Sabe-se que os delitos são praticados com o objetivo de alcançar alguma finalidade. Muitos
deles, contudo, são cometidos como um meio necessário para se preparar ou executar outro
crime. É o exemplo do crime de lesão corporal em relação ao crime de homicídio.
Analisando-se o resultado advindo da prática do homicídio, que é a morte da vítima, é
impossível não se concluir que antes do resultado morte, o autor do fato não tenha gerado na
vítima lesões corporais.

O fato anterior não punível (antefato impunível) também corresponde a uma hipótese do
princípio da consunção. Praticando uma conduta criminosa como o caminho necessário para
a obtenção do resultado de outra conduta, também criminosa e, em geral, mais grave, o
agente não é punido por aquela, mas apenas por esta, haja vista tê-la englobado.
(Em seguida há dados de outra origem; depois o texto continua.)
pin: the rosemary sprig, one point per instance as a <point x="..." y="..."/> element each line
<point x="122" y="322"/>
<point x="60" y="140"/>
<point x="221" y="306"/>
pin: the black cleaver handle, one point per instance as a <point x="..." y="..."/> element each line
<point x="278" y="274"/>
Já o fato posterior não punível (pós-fato impunível), o exaurimento do crime mais grave, que
também constitui conduta ilícita, é absorvida e não é levada em conta no momento da
aplicação da pena. É o caso da venda do produto do roubo. Ora, se todos sabem que aquele
que rouba intenta lograr uma vantagem patrimonial, logicamente que não seria coerente
punir-se a venda do objeto roubado se esta é um mero exaurimento do delito.
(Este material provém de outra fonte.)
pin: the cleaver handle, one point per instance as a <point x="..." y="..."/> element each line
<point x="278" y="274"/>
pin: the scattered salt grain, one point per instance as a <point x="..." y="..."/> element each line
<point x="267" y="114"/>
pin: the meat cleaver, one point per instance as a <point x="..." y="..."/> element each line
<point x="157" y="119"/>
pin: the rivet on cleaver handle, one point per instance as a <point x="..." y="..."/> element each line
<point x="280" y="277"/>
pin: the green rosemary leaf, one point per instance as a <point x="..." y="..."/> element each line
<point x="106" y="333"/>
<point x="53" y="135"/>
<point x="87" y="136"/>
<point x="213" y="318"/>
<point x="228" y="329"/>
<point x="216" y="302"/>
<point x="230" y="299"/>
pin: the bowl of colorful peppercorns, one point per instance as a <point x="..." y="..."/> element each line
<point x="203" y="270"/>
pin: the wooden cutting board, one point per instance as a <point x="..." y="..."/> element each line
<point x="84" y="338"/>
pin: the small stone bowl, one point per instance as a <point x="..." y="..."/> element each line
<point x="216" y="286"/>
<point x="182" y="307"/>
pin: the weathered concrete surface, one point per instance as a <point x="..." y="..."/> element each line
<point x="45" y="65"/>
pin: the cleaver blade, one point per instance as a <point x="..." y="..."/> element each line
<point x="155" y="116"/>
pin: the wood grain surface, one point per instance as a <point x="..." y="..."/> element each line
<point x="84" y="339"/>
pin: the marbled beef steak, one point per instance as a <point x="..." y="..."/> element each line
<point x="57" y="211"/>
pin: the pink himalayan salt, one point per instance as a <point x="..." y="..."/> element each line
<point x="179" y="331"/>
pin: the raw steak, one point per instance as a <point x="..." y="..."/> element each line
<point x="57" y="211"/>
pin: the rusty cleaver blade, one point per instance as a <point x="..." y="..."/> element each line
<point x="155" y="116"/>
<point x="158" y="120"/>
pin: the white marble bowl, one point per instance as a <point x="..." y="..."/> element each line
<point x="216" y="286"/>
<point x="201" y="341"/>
Convém destacar que o antefato e pós-fato impuníveis são espécies da progressão criminosa
(pluralidade de desígnios e pluralidade de condutas) e, como tais, isentam o agente da
responsabilidade pelos atos anteriores ou posteriores que tenham eventualmente integrado o
intento delituoso.

Já nos crimes progressivos (unidade de desígnios e unidade de conduta), que são aqueles que
ocorrem quando o agente objetiva produzir o resultado mais grave, e pratica, por meio de
atos sucessivos, crescentes violações ao bem juridicamente protegido, o último ato praticado,
que é o causador do resultado inicialmente pretendido, absorve todos os anteriores que
acarretaram as violações em menor grau.

Quanto aos crimes complexos, o princípio da consunção atua no sentido de o fato complexo
absorver os fatos autônomos que o integram, prevalecendo o tipo resultante da reunião
daquele.

Portanto, o princípio da consunção, dispondo de um vasto rol de recursos aptos a resolver


problemas concernentes ao concurso aparente de normas penais, volta-se para a absorção de
condutas que, muitas vezes, servem apenas como um caminho natural para a prática do
intento criminoso.

4) Conclusão

Diante da abordagem sobre os meios adequados à solução dos conflitos aparentes entre as
normas penais, vê-se que o Direito Penal já se encontra devidamente aparelhado para
resolver toda e qualquer colisão eventualmente verificada em sede normativa, quando
defronte de vários comandos legais e apenas um bem jurídico a ser tutelado.

Logo, com fundamento nos subsídios elencados, os operadores do Direito já têm condições
de compreender a real finalidade das normas penais e, desse modo, aplicar adequadamente
os seus ditames ao caso concreto.

NOTAS

01. A lei especial derroga a geral.

Bibliografia

BITENCOURT, Cezar Roberto. Manual de direito penal – parte geral. São Paulo: Revista
dos Tribunais, 1999.

GRECO, Rogério. Curso de direito penal – parte geral. Rio de Janeiro: Impetus, 2003.

JESUS, Damásio Evangelista de. Direito Penal – parte geral. São Paulo: Saraiva, 1998.

BOBBIO, Noberto. Teoria do ordenamento jurídico. Brasília: Editora UnB, 1982.

DOTTI, René Ariel. Curso de direito penal – parte geral. Rio de Janeiro: Forense, 2001.